Svelata l’origine della Corrente Magellanica
Un enigma lungo mezzo secolo sulla Corrente Magellanica è stato risolto: nuove ricerche rivelano che il suo vasto ponte di gas deriva dagli aloni galattici delle Nubi di Magellano, catturato dalla Via Lattea.
La nostra galassia è circondata da un vasto alone galattico formato da gas, materia oscura, stelle, polvere, per un raggio che si estenderebbe addirittura fino a 30 volte la dimensione del disco.
Oltre a questi ingredienti, ve n’è uno che ha tenuto sulle spine gli astronomi per mezzo secolo, la Corrente Magellanica, un imponente ponte di idrogeno neutro e ionizzato lungo circa 600.000 anni luce che lega la Via Lattea alle Nubi di Magellano, due galassie satelliti che ci orbitano intorno. Questo ponte erano già stato osservato negli anni Sessanta, ma non era stato approfondito in modo particolare. Pochi anni dopo, tra il 1972 e il 1974, la sua associazione con le Nubi di Magellano fu scoperta da Wannier, Wrixon, Mathewson e altri astronomi.
Da dove viene tutto questo gas, la cui massa è stata stimata essere pari ad addirittura un miliardo di stelle come il Sole? Per anni, molti astronomi hanno provato a rispondere senza riuscirci completamente.
Di recente gli astronomi hanno scoperto che le Nubi di Magellano possiedono a loro volta un alone galattico, ed è proprio questo il tassello mancante secondo Elena D’Onghia, professoressa associata al Dipartimento di astronomia dell’Università del Wisconsin a Madison.

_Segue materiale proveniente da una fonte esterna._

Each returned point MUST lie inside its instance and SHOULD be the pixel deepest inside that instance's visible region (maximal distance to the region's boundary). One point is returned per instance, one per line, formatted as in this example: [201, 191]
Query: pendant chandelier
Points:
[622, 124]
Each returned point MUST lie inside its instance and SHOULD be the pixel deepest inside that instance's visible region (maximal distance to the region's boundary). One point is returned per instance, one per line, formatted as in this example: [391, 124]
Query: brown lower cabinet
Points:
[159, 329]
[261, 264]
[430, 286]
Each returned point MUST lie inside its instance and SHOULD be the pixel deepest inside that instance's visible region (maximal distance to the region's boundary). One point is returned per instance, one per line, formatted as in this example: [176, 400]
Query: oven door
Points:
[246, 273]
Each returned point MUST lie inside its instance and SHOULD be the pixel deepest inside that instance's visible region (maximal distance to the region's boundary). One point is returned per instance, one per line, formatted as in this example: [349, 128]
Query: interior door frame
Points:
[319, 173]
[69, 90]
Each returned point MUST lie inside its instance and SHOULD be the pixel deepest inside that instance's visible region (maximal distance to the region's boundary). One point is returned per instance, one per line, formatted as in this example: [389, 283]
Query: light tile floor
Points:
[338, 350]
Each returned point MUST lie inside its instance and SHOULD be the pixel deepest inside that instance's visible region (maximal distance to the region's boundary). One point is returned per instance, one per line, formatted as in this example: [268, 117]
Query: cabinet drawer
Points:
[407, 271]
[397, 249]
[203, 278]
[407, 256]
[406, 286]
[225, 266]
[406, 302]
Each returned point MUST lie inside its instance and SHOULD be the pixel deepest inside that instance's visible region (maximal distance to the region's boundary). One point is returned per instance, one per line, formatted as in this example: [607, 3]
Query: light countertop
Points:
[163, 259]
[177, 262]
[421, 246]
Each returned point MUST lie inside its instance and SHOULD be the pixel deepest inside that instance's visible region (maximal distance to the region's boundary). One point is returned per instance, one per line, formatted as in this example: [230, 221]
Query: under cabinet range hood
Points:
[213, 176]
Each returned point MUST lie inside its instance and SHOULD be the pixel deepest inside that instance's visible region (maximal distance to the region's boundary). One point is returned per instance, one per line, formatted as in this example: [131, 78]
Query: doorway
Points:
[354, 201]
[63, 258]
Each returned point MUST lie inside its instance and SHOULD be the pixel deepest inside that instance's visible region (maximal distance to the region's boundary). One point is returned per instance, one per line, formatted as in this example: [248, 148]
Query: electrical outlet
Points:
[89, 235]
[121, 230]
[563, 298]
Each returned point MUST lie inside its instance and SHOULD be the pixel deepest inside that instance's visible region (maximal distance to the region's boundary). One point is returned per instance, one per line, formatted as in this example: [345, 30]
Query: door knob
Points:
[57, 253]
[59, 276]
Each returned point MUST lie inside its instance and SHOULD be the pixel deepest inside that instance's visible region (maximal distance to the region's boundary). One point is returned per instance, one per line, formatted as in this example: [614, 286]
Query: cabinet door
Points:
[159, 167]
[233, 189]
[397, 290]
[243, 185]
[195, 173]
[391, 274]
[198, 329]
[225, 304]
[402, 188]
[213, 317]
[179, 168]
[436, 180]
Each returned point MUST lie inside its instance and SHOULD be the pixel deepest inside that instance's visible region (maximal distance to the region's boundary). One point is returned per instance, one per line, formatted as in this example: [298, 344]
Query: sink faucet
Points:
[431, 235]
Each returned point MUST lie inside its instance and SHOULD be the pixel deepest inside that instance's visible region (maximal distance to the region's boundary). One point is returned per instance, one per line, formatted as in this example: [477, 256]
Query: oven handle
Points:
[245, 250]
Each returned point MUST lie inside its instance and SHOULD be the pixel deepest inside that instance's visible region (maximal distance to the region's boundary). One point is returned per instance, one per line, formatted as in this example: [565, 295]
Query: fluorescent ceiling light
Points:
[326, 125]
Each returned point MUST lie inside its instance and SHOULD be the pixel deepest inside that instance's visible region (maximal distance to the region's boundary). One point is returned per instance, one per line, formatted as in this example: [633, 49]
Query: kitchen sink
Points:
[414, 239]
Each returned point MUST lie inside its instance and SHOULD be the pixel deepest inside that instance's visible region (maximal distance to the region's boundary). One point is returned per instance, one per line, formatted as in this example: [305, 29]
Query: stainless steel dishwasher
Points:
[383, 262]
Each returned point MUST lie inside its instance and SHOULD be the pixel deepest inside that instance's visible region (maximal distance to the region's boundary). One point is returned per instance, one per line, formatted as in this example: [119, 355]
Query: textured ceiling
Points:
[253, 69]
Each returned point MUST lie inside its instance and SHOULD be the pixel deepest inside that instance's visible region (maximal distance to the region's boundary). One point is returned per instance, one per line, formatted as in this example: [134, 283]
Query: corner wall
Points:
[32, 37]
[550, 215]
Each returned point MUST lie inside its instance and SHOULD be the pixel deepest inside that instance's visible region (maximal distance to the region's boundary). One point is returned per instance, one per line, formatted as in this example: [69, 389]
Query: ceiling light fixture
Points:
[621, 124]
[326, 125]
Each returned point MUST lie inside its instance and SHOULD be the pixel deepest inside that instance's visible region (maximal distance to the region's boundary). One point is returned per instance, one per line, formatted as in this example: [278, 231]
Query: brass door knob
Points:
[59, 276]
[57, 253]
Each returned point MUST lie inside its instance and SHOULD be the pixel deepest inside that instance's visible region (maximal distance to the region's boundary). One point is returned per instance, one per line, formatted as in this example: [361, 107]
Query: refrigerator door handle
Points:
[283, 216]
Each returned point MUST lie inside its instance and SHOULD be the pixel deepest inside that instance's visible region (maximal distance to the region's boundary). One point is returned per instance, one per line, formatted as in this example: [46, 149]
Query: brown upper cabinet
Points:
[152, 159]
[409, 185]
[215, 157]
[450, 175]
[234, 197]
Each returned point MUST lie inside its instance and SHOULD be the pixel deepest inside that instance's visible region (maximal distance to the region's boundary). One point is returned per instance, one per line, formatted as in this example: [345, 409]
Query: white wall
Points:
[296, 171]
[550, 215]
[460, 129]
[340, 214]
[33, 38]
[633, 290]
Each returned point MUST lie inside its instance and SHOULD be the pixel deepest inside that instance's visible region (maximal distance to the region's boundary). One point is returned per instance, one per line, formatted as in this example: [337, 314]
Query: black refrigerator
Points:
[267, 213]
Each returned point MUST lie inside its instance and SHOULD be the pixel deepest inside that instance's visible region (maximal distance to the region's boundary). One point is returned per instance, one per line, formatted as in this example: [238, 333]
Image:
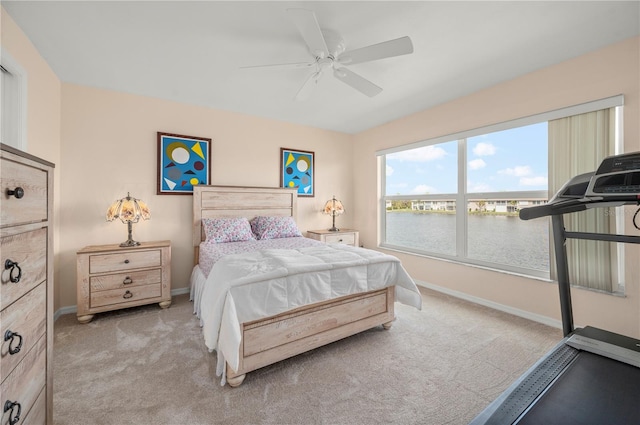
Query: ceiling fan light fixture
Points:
[328, 49]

Il gas degli aloni galattici delle Nubi di Magellano sarebbe quindi la sorgente che rifornisce completamente la Corrente Magellanica.
In particolare, secondo lo studio pubblicato su Nature, il processo sarebbe avvenuto in due fasi. Inizialmente, quando le due Nubi di Magellano erano ancora lontane e in orbita l’una intorno all’altra, la Grande Nube avrebbe sottratto gas alla Piccola Nube generano un grande alone galattico di circa 3 miliardi di masse solari intorno alle due galassie. Questo alone è stato chiamato Corona Magellanica e all’inizio ha fornito circa il 20% della massa della corrente. In seguito, quando le due galassie sono state catturate gravitazionalmente dalla Via Lattea, la Corona Magellanica ha ceduto un quinto della sua massa alla Corrente Magellanica, in perfetto accordo con i dati osservativi.
Ecco le parole di Scott Lucchini, co-autore dell’articolo:
I modelli esistenti sulla formazione della Corrente Magellanica sono obsoleti perché non possono spiegare la sua massa.
A tal proposito ha aggiunto Elena D’Onghia:
Ecco perché abbiamo realizzato un nuovo modello che fornisce una valida spiegazione sulla massa del flusso.
Questo studio potrebbe finalmente fare luce su questo mistero astrofisico lungo mezzo secolo e fortunatamente il Telescopio Spaziale Hubble sarà in grado di provarlo, osservando i segnali rivelatori della corona di gas intorno alle Nubi di Magellano.